Lalu apa perbedaan ujian dan evaluasi? Di sini penulis mengambil pernyataan dari Sekretaris Jenderal Federasi Serikat Guru Indonesia (FSGI), Retno Listyarti. Menurutnya bahwa ujian dan evaluasi itu berbeda. Ujian itu berimplikasi lulus atau tidak, sedangkan evaluasi adalah proses penilaian yang bersifat kualitatif. Evaluasi itu melekat dalam pelaksanaan suatu program. Jika UN akan dijadikan alat evaluasi maka harusnya tidak berimplikasi pada kelulusan. Berdasarkan pendapatnya tersebut jelaslah bahwa restorasi UN sangat diperlukan karena pelaksanaan UN saat ini sudah jauh melenceng dari apa yang sudah diatur untuk kemudian dicapai. Entah ini kepentingan siapa, siapa yang paling untung dan siapa yang buntung oleh pelaksanaan UN, langkah dari Pak Anies Baswedan patut diacungi jempol. Namun sampai saat tulisan ini rampung penulis masih menunggu hasil dari keputusan tentang pergantian Ujian Nasional menjadi Evaluasi Nasional. Bahkan ada sebuah sumber yang penulis baca sudah menyebutkan jadwal dan tanggal pasti ujian nasional. Dalam sumber tersebut jadwalnya sudah pasti, tinggal ditandatangani saja supaya sah. Entahlah, mana yang benar. Apakah UN 2015 tahun ini akan diganti atau tidak mari kita tunggu.

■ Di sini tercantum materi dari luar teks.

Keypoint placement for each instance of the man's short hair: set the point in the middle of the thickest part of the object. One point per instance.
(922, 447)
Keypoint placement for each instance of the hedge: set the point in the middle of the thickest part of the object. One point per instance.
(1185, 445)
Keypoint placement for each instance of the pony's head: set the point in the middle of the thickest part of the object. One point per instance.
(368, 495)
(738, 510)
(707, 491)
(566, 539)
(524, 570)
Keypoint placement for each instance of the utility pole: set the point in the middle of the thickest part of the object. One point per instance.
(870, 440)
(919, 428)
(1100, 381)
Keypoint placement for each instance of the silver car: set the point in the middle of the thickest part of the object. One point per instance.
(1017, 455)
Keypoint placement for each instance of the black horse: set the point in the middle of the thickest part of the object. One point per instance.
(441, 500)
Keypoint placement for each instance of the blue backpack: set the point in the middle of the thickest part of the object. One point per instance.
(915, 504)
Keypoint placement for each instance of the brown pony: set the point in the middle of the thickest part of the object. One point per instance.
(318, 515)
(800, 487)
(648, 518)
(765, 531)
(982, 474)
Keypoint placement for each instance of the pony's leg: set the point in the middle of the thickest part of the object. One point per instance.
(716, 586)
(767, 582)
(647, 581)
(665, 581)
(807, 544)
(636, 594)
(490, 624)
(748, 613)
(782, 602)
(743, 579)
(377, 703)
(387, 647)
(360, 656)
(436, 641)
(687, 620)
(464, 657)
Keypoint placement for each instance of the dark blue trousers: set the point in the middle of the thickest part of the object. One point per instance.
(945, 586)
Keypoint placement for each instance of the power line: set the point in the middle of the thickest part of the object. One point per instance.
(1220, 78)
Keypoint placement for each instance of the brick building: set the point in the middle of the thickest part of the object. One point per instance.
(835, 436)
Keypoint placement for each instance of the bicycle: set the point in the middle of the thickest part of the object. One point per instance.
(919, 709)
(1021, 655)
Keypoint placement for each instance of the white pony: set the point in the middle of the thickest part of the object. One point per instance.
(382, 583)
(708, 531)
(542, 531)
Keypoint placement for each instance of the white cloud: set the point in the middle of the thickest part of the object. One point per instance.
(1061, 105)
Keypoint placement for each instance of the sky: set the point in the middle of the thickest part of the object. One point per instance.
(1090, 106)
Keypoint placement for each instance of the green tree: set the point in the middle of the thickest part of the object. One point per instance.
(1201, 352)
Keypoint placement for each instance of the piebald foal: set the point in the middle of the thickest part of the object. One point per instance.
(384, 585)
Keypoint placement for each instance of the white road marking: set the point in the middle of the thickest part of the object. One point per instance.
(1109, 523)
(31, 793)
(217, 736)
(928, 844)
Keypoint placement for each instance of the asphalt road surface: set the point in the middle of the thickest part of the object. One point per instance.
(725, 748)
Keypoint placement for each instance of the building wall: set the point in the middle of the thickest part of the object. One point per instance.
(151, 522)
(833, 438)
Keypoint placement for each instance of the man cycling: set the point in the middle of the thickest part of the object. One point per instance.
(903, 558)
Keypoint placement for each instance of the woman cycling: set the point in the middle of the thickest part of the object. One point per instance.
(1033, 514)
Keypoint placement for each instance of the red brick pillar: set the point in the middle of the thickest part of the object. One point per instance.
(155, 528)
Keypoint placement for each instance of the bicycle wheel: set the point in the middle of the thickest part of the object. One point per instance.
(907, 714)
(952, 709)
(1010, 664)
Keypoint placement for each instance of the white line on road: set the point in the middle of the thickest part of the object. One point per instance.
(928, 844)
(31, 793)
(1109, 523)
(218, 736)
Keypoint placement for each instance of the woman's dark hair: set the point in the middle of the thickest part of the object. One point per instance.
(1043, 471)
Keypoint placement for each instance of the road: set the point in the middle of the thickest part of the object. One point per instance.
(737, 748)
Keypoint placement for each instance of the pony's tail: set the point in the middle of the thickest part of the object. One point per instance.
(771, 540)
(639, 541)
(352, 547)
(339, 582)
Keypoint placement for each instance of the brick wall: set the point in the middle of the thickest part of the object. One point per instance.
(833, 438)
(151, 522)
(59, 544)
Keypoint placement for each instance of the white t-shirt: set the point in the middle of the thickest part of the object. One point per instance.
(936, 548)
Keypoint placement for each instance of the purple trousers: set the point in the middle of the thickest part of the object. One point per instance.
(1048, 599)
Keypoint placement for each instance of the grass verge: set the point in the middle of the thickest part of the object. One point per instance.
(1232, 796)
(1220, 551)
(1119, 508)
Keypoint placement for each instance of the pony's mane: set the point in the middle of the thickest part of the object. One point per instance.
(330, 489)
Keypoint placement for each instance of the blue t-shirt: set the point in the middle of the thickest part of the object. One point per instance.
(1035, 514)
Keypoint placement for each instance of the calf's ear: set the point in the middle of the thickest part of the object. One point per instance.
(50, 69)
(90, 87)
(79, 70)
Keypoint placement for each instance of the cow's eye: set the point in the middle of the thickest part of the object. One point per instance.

Disisi lain penulis pun menyadari bahwa implementasi kebijakan tersebut tak semudah membalikan telapak tangan, butuh proses dan kajian yang panjang dan mendalam untuk mengubah Ujian Nasional menjadi Evaluasi Nasional. Penulis juga beranggapan bahwa Pak Anies, menteri di Kabinet Indonesia Bangkit Preseiden Jokowi, ingin berhati-hati dalam mengambil suatu kebijakan disebabkan ia tidak ingin bahwa gagasan dan program yang dilakukannya mempunyai kesan “pokonya beda” dengan pemerintahan era SBY. Seperti diketahui program Bantuan Siswa Miskin (BSM) di era SBY, diganti menjadi program Kartu Indonesia Pintar (KIP) di era Jokowi. Kemudian program BPJS Kesehatan didompleng program Kartu Indonesia Sehat (KIS). Lalu program keluarga harapan (PKH) di era SBY, diganti menjadi kartu simpanan keluarga sejahtera (KSKS). Namun di sini penulis tetap yakin dengan komitmen dan dedikasi seorang Anies Baswedan untuk memperbaiki pendidikan nasional ke arah yang lebih baik.